The field exercise goal is to integrate operation techniques and procedures, enhancing the participating units' abilities to work together anywhere in the world.
Major units from Alaska participating in Northern Edge 98 include: HQ Alaskan Command; U.S. Army Alaska; 11th Air Force; U.S. Navy Alaska; U.S. Coast Guard District 17; Alaska Air National Guard and Alaska Army National Guard. Major units from outside Alaska include: 4th Squadron, 3rd Armored Cavalry Regiment, Fort Carson, Colo.; the 82nd Airborne Division, Fort Bragg, N.C.; 1st Marine Division, 1st Light Armored Reconnaissance Battalion, Camp Pendleton, Calif.; 7th Field Artillery Battalion, Schofield Barracks, Hawaii; 44th Fighter Squadron, 961st Airborne Air Control Squadron and 909th Air Refueling Squadron from Kadena Air Base, Japan; and the 62nd Air Mobility Wing, McChord Air Force Base, Wash.
Northern Edge 1999
Northern Edge 99 ran from February 22 to March 16,1999, with more than 10,077 members from the guard, reserve and active duty U. S. military services. Major events during Northern Edge 99 included a night airborne mass jump, a brigade air assault, more than 1,200 air sorties flown, theater missile defense, information operations, harbor defense, and a three-day and -night live fire at Simpsonville. Lt. Gen. Thomas R. Case, ALCOM commander said, "I have never seen any environment that offers more for joint combined training from the individual training level all the way to a full joint task force. We always learn lessons from exercises of this scope."

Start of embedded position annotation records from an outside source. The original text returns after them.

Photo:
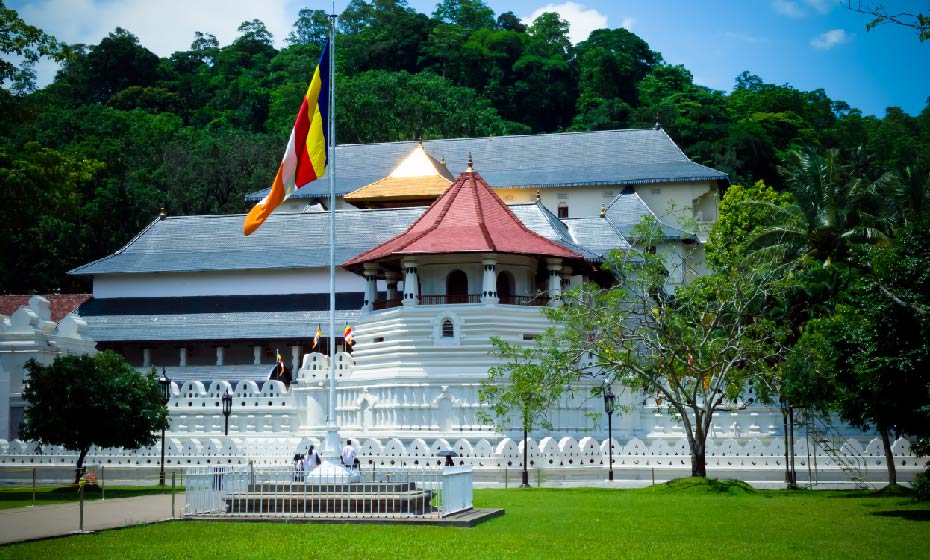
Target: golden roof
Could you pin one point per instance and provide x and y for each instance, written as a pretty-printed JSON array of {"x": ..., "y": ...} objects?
[{"x": 418, "y": 177}]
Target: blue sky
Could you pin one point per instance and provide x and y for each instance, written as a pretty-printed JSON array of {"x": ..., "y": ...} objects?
[{"x": 808, "y": 44}]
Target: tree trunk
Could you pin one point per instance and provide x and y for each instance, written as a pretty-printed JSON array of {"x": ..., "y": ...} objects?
[
  {"x": 889, "y": 457},
  {"x": 699, "y": 451},
  {"x": 79, "y": 468}
]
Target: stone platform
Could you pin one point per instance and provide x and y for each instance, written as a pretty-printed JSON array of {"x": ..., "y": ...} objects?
[
  {"x": 374, "y": 498},
  {"x": 466, "y": 518}
]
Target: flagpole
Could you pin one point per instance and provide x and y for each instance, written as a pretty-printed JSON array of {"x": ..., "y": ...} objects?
[{"x": 332, "y": 430}]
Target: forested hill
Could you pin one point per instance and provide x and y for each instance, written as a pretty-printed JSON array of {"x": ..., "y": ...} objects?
[{"x": 91, "y": 159}]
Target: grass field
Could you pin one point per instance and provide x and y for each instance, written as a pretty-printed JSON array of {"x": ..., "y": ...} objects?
[
  {"x": 686, "y": 519},
  {"x": 21, "y": 496}
]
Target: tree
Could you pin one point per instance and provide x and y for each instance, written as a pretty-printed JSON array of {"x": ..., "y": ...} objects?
[
  {"x": 469, "y": 14},
  {"x": 868, "y": 360},
  {"x": 919, "y": 21},
  {"x": 743, "y": 212},
  {"x": 837, "y": 202},
  {"x": 119, "y": 61},
  {"x": 31, "y": 43},
  {"x": 311, "y": 28},
  {"x": 81, "y": 401},
  {"x": 694, "y": 352},
  {"x": 526, "y": 385}
]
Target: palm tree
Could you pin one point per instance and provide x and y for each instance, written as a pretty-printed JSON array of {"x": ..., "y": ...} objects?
[{"x": 837, "y": 202}]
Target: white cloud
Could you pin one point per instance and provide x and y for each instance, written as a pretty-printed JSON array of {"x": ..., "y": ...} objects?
[
  {"x": 787, "y": 8},
  {"x": 792, "y": 8},
  {"x": 830, "y": 39},
  {"x": 581, "y": 21},
  {"x": 163, "y": 27},
  {"x": 822, "y": 6},
  {"x": 745, "y": 37}
]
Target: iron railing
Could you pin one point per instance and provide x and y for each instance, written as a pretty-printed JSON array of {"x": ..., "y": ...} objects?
[{"x": 249, "y": 491}]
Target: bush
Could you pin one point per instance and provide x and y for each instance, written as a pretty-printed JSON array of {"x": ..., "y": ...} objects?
[{"x": 921, "y": 486}]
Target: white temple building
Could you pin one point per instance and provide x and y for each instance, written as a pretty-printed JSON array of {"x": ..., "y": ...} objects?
[{"x": 441, "y": 245}]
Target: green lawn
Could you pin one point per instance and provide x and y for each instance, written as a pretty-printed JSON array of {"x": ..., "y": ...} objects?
[
  {"x": 681, "y": 520},
  {"x": 21, "y": 496}
]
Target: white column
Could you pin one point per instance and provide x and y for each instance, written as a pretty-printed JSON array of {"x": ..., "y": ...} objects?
[
  {"x": 411, "y": 283},
  {"x": 489, "y": 283},
  {"x": 566, "y": 278},
  {"x": 391, "y": 278},
  {"x": 554, "y": 266},
  {"x": 4, "y": 403},
  {"x": 371, "y": 285}
]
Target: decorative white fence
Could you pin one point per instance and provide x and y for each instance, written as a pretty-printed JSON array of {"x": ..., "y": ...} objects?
[{"x": 261, "y": 491}]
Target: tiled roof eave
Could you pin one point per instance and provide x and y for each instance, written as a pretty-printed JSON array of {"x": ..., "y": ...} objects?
[{"x": 651, "y": 181}]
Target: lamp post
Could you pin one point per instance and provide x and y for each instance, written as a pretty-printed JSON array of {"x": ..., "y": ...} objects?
[
  {"x": 165, "y": 383},
  {"x": 609, "y": 400},
  {"x": 227, "y": 410}
]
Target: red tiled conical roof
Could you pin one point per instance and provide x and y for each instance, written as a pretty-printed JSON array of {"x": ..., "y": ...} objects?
[{"x": 468, "y": 217}]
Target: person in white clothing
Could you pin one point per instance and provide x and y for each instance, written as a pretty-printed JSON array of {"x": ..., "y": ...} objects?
[
  {"x": 348, "y": 457},
  {"x": 311, "y": 461}
]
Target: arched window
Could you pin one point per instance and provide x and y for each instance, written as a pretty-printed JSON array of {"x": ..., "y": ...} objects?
[
  {"x": 456, "y": 287},
  {"x": 505, "y": 287}
]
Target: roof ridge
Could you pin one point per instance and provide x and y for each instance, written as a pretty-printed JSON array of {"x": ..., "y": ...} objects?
[{"x": 121, "y": 249}]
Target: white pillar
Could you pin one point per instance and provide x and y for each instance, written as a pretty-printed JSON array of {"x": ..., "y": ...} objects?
[
  {"x": 371, "y": 285},
  {"x": 4, "y": 403},
  {"x": 391, "y": 278},
  {"x": 411, "y": 282},
  {"x": 489, "y": 283},
  {"x": 554, "y": 266},
  {"x": 566, "y": 278}
]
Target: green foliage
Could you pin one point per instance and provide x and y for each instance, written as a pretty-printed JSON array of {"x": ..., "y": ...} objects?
[
  {"x": 81, "y": 401},
  {"x": 425, "y": 105},
  {"x": 921, "y": 486},
  {"x": 557, "y": 523},
  {"x": 118, "y": 104},
  {"x": 743, "y": 211},
  {"x": 31, "y": 43},
  {"x": 694, "y": 350},
  {"x": 526, "y": 385}
]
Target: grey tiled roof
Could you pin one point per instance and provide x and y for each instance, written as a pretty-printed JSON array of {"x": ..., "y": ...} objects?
[
  {"x": 285, "y": 240},
  {"x": 301, "y": 240},
  {"x": 609, "y": 157},
  {"x": 596, "y": 234},
  {"x": 256, "y": 325},
  {"x": 216, "y": 317},
  {"x": 231, "y": 373},
  {"x": 627, "y": 210},
  {"x": 539, "y": 219}
]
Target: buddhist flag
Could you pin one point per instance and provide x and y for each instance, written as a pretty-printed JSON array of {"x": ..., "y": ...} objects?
[
  {"x": 347, "y": 336},
  {"x": 305, "y": 158}
]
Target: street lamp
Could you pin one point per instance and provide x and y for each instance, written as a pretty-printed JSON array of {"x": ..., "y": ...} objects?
[
  {"x": 609, "y": 400},
  {"x": 227, "y": 410},
  {"x": 165, "y": 383}
]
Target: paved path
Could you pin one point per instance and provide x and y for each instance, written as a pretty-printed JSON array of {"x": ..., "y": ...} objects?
[{"x": 31, "y": 523}]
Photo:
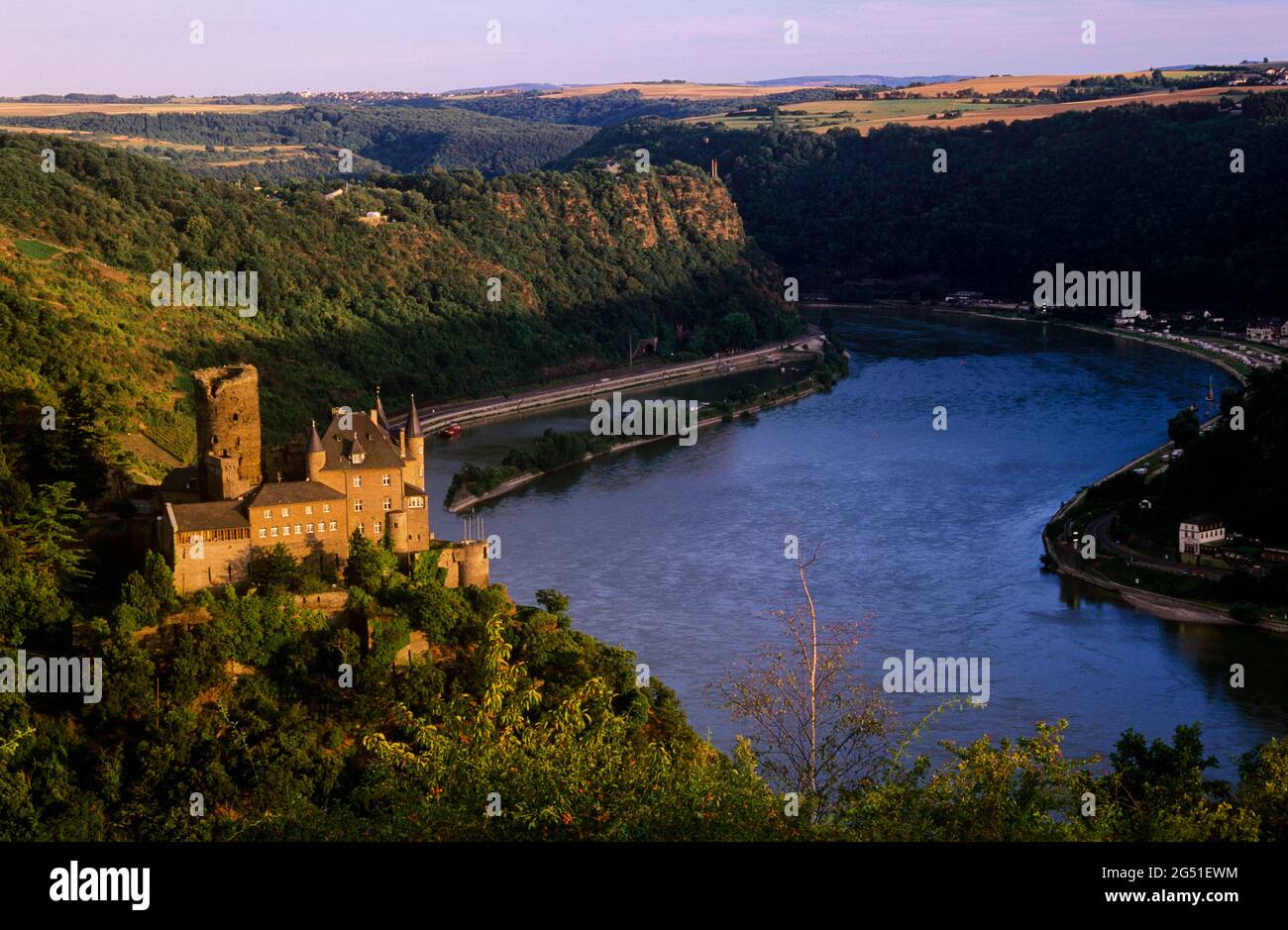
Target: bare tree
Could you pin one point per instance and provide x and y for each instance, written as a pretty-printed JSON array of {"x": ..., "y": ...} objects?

The scenario for these assaults is based on peace enforcement on the fictional island of Aragon, and is to be carried out under the terms of a United Nations mandate. On this "island" there are three independent nations to include the Republic of Cortina, the People's Democratic Republic of Acadia and the Republic of Victoria, according to intelligence report administration order 99-01. Acadia, a socialist state, and Cortina, a parliamentary democracy, are involved in a border dispute over the mineral-rich Evangeline region that separates them. Cortina rightfully owns the land and has requested aid from the United States in defense against Acadia, who has an aggressive history and shows signs of troop activity. It is the job of our military forces to conduct peace enforcement through humanitarian relief and to conduct conventional light infantry and joint operations to include several joint, live fire exercises.